You might think that the melting pot is the result of a lot of individual private decisions. But you’d be mostly wrong. Actually the melting pot is the result of a series of very public decisions. We made the decision, centuries ago, to provide a public education to everyone. That put us in the forefront of the world as an educated, progressive, productive and egalitarian society. We made the decision almost two centuries ago to provide public coeducational schooling. That put us in the forefront of the world in creating decent and progressive gender relations. We made the decision long ago to provide an education to immigrant children alongside the children who had been born here. That made us one people, regardless of where we came from. And all the private decisions in the great American melting pot took place in a world defined by our public schools.

Finally in the mid-twentieth century, the U.S. Supreme Court decided that we would treat race the same way that we had treated gender, language, religion and ethnic differences – that is, we would bring everybody into the same public schools. That opened the melting pot to still more of us so that our racial divisions are less sharp than they were a century ago – nowhere close to erased, but less sharp.

Chief Justice Roberts famously wrote, “The way to stop discrimination on the basis of race is to stop discriminating on the basis of race.”[1] But he wrote that in connection with a decision to prevent a pair of school districts from bringing people together across racial lines. No melting goes on with Roberts at the stove.

When decisions are made that advantage the majority, Justice Scalia makes it plain he thinks that’s just normal; he sees no need to ask whether anyone was discriminating or intending to treat minorities differently.[2] But there’s no vice versa for Scalia – any decision favoring racial minorities is automatically suspect for him.
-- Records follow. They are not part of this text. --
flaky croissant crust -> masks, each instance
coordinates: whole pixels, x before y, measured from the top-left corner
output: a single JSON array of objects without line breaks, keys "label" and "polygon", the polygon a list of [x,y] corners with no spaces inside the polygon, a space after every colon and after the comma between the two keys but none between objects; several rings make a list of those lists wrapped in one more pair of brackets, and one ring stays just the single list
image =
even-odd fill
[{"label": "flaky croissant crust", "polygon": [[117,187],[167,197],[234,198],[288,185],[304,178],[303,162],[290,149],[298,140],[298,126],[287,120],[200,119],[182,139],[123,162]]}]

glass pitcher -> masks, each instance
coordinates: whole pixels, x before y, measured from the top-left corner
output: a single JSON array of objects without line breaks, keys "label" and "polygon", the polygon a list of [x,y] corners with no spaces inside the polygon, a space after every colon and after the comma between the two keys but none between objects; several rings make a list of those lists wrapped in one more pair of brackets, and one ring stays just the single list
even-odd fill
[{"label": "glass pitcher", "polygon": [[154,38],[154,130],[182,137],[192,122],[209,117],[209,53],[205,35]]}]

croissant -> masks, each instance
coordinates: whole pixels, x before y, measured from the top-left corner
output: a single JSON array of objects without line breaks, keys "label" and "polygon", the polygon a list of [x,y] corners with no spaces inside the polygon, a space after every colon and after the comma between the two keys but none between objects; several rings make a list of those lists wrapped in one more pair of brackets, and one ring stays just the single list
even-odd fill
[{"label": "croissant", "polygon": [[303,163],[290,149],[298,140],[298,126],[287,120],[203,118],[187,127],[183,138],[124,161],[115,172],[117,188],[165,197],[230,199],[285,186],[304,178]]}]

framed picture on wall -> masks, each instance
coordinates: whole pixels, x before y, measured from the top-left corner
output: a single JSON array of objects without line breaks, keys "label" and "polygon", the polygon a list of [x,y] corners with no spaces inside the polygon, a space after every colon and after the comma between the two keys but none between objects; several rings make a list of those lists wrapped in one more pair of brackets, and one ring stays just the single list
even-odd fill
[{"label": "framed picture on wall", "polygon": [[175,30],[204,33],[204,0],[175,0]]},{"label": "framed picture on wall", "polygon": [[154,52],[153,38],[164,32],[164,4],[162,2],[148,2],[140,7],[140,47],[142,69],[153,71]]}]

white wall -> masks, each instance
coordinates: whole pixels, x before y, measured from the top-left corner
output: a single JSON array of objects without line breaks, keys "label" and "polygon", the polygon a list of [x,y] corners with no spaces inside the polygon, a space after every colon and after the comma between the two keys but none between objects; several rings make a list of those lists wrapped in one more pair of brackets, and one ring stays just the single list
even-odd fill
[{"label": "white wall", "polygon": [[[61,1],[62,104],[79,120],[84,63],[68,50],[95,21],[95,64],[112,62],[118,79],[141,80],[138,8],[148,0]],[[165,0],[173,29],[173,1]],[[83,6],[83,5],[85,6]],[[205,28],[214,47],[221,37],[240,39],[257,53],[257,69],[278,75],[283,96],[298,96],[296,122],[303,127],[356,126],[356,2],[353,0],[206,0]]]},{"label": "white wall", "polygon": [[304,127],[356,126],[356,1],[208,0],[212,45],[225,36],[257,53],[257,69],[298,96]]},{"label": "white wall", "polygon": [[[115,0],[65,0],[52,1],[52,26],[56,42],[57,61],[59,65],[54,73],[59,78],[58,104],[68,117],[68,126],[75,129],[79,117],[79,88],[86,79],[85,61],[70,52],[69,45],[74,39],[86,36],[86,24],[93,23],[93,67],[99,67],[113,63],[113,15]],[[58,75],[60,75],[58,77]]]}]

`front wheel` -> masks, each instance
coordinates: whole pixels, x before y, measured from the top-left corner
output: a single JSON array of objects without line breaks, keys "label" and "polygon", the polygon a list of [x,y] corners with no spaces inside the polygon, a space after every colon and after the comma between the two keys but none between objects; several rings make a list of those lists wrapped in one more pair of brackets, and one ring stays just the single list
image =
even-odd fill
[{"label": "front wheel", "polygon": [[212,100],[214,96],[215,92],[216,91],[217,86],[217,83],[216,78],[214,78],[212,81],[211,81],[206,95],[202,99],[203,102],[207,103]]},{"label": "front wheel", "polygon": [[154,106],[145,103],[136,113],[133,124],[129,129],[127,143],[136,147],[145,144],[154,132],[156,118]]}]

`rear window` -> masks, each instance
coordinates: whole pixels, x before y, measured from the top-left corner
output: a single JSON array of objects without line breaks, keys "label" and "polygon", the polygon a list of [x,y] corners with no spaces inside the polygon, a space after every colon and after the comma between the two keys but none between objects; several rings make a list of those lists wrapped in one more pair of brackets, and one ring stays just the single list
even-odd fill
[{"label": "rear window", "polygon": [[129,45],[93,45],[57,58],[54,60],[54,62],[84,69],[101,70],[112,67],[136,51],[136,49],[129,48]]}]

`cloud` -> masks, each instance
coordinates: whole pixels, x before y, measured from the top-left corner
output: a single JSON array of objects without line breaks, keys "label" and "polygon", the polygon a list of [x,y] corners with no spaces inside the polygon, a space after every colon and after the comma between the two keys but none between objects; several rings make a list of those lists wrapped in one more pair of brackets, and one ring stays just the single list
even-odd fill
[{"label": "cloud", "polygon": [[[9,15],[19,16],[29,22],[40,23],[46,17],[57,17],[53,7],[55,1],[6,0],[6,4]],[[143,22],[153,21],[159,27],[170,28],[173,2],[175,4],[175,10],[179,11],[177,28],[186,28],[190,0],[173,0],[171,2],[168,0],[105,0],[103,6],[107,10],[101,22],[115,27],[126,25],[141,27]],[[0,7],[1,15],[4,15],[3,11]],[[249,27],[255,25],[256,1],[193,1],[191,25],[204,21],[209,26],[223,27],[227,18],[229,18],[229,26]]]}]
Indeed, he and Thomas have described “legal protection from the injuries caused by discrimination” as “special protection” and “favored status.”[3]

In 1782, French immigrant Hector St. John de Crèvecœur, famously wrote that immigrants “melted” easily into Americans, and freed themselves from the slavery of the Old World.[4] The same year, the Founders of our country adopted our motto, e pluribus unum, Latin for out of many one. Our Founders did all they could to welcome immigrants, making e pluribus unum a reality for us. That has been our country’s glory. That welcome has peopled our continental expanse, brought to our country the most talented and driven from all parts of the world, and allowed us all to share in the benefits of each other’s talents and accomplishments. That welcome has allowed us to build a country without the hostilities that have torn and still so blatantly tear other countries apart. There is nothing more truly American than e pluribus unum. And nothing more central to the development of our great country than the melting pot, even if some of those who now lead our highest institutions can no longer see it or enjoy its savory aroma. It was left for the British writer Israel Zangwill in 1909 to put the immigrants into “the great Melting-Pot where all the races of Europe are melting and reforming!” adding, “Into the Crucible with you all! God is making the American.”[5]

The Founders worked specifically to welcome Muslim immigrants to America. They would have been proud of the Abu-Salhas and ashamed of Craig Hicks, and would join us in cherishing the diversity of people who share decent lives in America and praying for that mutual respect everywhere.

— This commentary was broadcast on WAMC Northeast Report, February 17, 2015.

[1] Parents Involved v. Seattle Sch. Dist. No. 1, 551 U.S. 701, 748 (2007)

[2] League of United Latin Am. Citizens v. Perry, 548 U.S. 399, 515-18 (2006) (Scalia, J., dissenting in part).

[3] Romer v. Evans, 517 U.S. 620, 645, 652-53 (1996) (Scalia, J., dissenting).

[4] Hector St. John de Crevecoeur, Letters from an American Farmer (1782).

[5] Israel Zangwill, The Melting Pot: Drama in Four Acts (1909).